Coral Avenue is where one sees how brilliant some birders are. Over and over in a morning these experts call out the species names of tiny songbirds that look like moving specks high in the sky. They distinguish species by behavior, shape, movement, and the high-pitched call notes emitted by the birds in flight.
This year I watched Michael O’Brien and Alex Wiebe call out the names: Blue Grosbeak, Dickcissel, Indigo Bunting, Blackpoll Warbler, Bobolink, and others. We mortals struggled to pick out these tiny waifs moving through the sky...
The main challenge of Coral Avenue,
as well as most birding venues in Cape May, is that in the throws of migration,
most of the birds are on the move and seen only in flight. That makes seeing
them well and photographing them more difficult.
Just east of the State Park is
the Nature Conservancy’s south Cape May Meadows reserve. This abuts the
boundary of the State Park, and is another nice place to stretch one’s legs and
look for birds and butterflies.
This year there were some shallow
wetlands that hosted several species of waders, visible from an elevated blind.
We spent long periods in the blind, looking down on foraging sandpipers at very
close range.
Separating the Semipalmated from
Least Sandpipers was fun, but identification of the single isolated Western
Sandpiper took the intervention of the experts to I.D.
I showed three different local
authorities the photographs of this bird, and all quickly produced the same
identification. Great minds think alike.
The Meadows has a number of
trails through open scrub and this is great for looking at butterflies and
dragonflies, when the birds are not much in evidence.
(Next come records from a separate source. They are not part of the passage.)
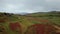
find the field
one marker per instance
(29, 24)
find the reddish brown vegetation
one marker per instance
(1, 21)
(3, 30)
(40, 29)
(14, 26)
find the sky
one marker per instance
(29, 6)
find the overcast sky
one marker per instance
(29, 6)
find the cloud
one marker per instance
(29, 6)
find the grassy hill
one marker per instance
(27, 20)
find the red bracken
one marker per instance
(39, 29)
(1, 21)
(14, 26)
Right in town, on Beach Avenue, one can find a wintering flock of Black Skimmers on the main bathing beach. It is always fun to spend time with this flock. They make a great photo subject...
four views of Black Skimmers
Farther afield from Cape May
Point, one can venture off “Cape Island” to the northeast to find other great
birding locations.
Further northeast, one comes to
Stone Harbor Point, which is a sandy point that is all parkland, welcoming to
birds and walkers. Its about a forty minute walk through beach sand to the
point from the parking lot, and on a beautiful autumn day it is a paradise on
earth.
The breakers hit the beach to the
left, and the marshy estuary is to the right, with a very low dune rise down
the middle. Birds can be seen in every direction.
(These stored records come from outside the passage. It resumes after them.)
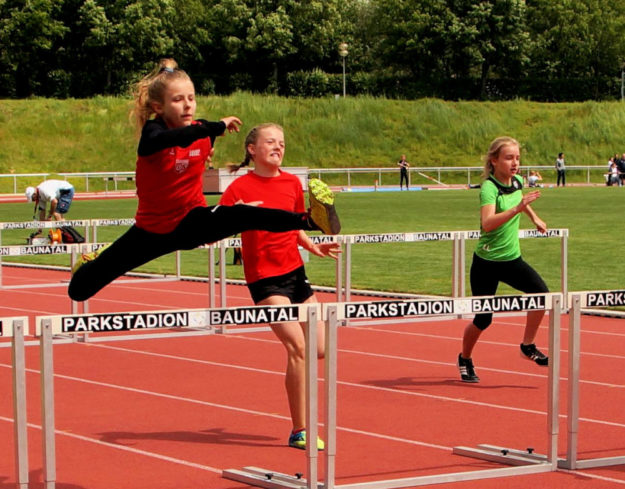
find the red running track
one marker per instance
(172, 412)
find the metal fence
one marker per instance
(382, 176)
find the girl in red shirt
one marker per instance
(274, 270)
(172, 213)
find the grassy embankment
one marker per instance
(42, 135)
(592, 214)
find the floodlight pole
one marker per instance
(343, 53)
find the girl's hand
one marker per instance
(326, 249)
(528, 198)
(232, 123)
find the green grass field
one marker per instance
(592, 214)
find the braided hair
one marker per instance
(251, 138)
(151, 88)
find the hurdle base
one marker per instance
(268, 479)
(506, 456)
(591, 463)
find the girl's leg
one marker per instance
(292, 336)
(484, 281)
(133, 249)
(524, 278)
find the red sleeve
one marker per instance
(228, 197)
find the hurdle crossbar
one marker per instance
(16, 328)
(579, 301)
(523, 462)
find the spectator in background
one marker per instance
(620, 165)
(58, 193)
(561, 169)
(403, 171)
(613, 176)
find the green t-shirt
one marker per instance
(501, 244)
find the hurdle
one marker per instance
(218, 319)
(521, 462)
(579, 300)
(16, 328)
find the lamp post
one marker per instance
(343, 54)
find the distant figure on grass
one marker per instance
(497, 257)
(403, 171)
(172, 213)
(534, 179)
(274, 270)
(58, 194)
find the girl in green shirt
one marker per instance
(497, 257)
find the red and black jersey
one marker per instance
(170, 165)
(267, 254)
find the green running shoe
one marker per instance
(298, 440)
(322, 210)
(85, 257)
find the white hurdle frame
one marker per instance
(16, 328)
(579, 300)
(47, 327)
(522, 462)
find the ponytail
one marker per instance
(151, 88)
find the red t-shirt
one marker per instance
(170, 166)
(267, 254)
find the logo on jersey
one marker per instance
(181, 165)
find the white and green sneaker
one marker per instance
(322, 210)
(86, 257)
(298, 440)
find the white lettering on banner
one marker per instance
(432, 236)
(233, 242)
(509, 303)
(379, 238)
(322, 239)
(120, 322)
(114, 222)
(398, 309)
(254, 315)
(534, 233)
(43, 250)
(605, 299)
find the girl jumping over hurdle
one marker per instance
(274, 270)
(497, 257)
(172, 213)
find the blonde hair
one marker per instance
(251, 138)
(493, 153)
(151, 88)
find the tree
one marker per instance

We spent a fair amount of time
chasing down the moving flocks of American Oystercatchers. Our high count was
173. That’s a lot of oystercatchers.
oystercatchers... and look for Marbled Godwit in lower image (head and bill obscured)
There are lots of gulls here as
well as terns. Lesser Black-backed Gulls and Caspian Terns were the ones that
caught our eye.
We also found flocks of migrant
Semipalmated Plovers and the local resident Piping Plovers, much paler and
blending into the fluffy white sand.
Come evening, our thoughts turned to fresh seafood. This year we dined at Blue Pig, Freda’s, and Sapore Italiano—all at the top of their game. The key is to start making reservations at least a week in advance...
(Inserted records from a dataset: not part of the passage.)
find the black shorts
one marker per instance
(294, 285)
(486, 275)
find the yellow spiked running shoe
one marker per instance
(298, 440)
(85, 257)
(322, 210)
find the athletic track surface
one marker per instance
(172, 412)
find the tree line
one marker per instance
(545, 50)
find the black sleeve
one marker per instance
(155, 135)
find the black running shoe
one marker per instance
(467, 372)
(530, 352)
The motels fill up quickly on
autumn weekends. I get around this by tent-camping. At night, from my tent in
the Depot Travel Park on Broadway, in West Cape May, I had the pleasure of
hearing a yipping pack of Coyotes one night. On another night, I heard four
Barred Owls calling all at once. It’s worth waking up for that!
Your description and photographs opened up new possibilities for exploration and enjoyment in Cape May and near by areas. Thank you!
ReplyDeleteThank you from Time Of Usa for sharing such information
ReplyDeleteBruce, I always enjoy your blogs with accompanying photos. The winter Adirondack scenes exude quiet and solitude! Waggoners Gap photos astound me! Those rocks never get comfortable to sit on! Cape May draws me each year for the Monarchs,Black Skimmers, and waterfowl. Thank you for sharing your joy!